La luce del sole la costrinse ad aprire gli occhi mentre si sforzava di mettere a fuoco quelle figure incravattate che le passavano davanti camminando, lanciandole sguardi di disprezzo. La nausea e il mal di testa non abbellivano quel quadro triste e non lavavano via i giudizi che sentiva pioversi addosso. Cosa poteva sembrare, vista dall’esterno, se non una tossica? E davvero poteva ripetersi di non esserlo? Aveva fallito: dopo nove anni, aveva infranto la promessa e ci era ricaduta, non potendo far altro, adesso, che odiarsi. Perché era debole, perché era senza spina dorsale, perché lasciava che le emozioni la dominassero senza possibilità di gestirle. La mente proiettava un carosello di volti, persone che se fossero venute a conoscenza di questa sua ricaduta ne avrebbero sofferto e sarebbero state deluse. Incredibile come un solo gesto, una sola azione, sia in grado di cancellare anni di impegno e buona condotta. Gli occhi bruciavano e la vista rimaneva appannata a causa delle lacrime bollenti che con la loro densità, distorcevano la percezione del mondo. Si alzò in piedi e il senso di colpa pesava come un'indigestione: motivo per cui, lo stomaco decise di svuotarsi velocemente, piegandola in ginocchio. Gli sguardi che prima la squadravano con disprezzo avevano virato verso il disgusto. Non riusciva più a tollerarlo. Non riusciva più a tollerarsi. Scattò a fatica verso dei cassonetti nascosti sul retro di uno dei tanti edifici, i muscoli tiravano e dolevano implorando pietà, e giunta in loro prossimità, fu libera di smaterializzarsi.
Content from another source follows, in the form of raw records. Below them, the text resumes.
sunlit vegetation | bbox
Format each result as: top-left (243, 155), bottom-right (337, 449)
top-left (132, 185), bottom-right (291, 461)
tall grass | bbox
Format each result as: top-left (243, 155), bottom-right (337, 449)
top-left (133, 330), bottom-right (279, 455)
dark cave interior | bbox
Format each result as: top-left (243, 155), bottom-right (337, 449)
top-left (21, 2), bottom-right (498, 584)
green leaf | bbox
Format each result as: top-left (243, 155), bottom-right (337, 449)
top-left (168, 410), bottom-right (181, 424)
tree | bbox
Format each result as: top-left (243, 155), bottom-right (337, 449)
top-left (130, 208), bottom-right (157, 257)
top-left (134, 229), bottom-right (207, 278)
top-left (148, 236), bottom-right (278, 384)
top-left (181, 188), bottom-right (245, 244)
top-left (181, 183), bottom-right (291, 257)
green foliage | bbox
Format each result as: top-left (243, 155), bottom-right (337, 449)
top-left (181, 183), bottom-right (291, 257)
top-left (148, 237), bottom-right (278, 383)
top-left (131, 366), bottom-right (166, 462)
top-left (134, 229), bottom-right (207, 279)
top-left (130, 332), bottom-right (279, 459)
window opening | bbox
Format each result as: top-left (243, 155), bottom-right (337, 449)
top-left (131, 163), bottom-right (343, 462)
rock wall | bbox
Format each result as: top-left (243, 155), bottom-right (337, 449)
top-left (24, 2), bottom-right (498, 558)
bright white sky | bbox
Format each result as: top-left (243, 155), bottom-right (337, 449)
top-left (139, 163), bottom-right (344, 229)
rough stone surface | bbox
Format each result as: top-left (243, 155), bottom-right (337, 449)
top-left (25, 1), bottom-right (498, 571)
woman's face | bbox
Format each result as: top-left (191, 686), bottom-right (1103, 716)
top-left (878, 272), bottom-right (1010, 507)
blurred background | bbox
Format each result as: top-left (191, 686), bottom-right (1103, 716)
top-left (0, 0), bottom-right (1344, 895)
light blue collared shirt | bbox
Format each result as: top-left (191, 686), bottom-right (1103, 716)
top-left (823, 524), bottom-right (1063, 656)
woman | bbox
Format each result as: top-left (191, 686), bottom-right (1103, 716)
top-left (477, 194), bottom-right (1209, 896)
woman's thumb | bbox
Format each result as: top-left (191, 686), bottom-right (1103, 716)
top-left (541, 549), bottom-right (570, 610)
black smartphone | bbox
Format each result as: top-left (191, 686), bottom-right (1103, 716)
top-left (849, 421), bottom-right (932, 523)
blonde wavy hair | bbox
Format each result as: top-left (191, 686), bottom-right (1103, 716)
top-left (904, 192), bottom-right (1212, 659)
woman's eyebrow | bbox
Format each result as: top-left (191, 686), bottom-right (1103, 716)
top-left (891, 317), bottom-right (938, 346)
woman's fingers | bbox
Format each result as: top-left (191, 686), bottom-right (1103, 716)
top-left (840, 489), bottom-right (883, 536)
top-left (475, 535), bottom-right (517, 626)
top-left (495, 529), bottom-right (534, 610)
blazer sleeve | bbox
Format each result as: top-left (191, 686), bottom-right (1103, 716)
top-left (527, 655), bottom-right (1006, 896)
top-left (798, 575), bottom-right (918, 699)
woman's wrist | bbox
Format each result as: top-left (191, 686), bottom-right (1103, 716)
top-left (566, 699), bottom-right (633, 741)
I Kyoto Gardens, ad Holland Park, sotto la calda luce del sole di una domenica mattina, sfoggiavano i loro colori più brillanti. Drinky si trascinò verso una panchina, pregando che quel luogo sicuro riuscisse a metterla in pace con se stessa. Si guardò intorno: era circondata da una coppia seduta su dei materassini, intenta a compiere complicati esercizi di yoga nel silenzio più assoluto. Dall’altro lato, una nonna diceva al piccolo nipote di non accarezzare i piccioni perché veicoli di orrende malattie. E lei? Chi era? Era la coppia concentrata che faceva yoga? O magari la nonna apprensiva? O il ragazzino curioso che voleva toccare i piccioni?
E’ indubbio che spesso l’istinto ci porti a voler uccidere la propria mente per poter rimanere vivi, ma quando succede il contrario, come se ne esce? Qualcuno ne esce vivo?
*Magari, io non sono.*








Note per il lettore: Drinky ha avuto un piccolo breakdown emotivo :gelato:
Anche io ho avuto un piccolo breakdown emotivo cercando di creare la grafica, quindi chiedo pietà.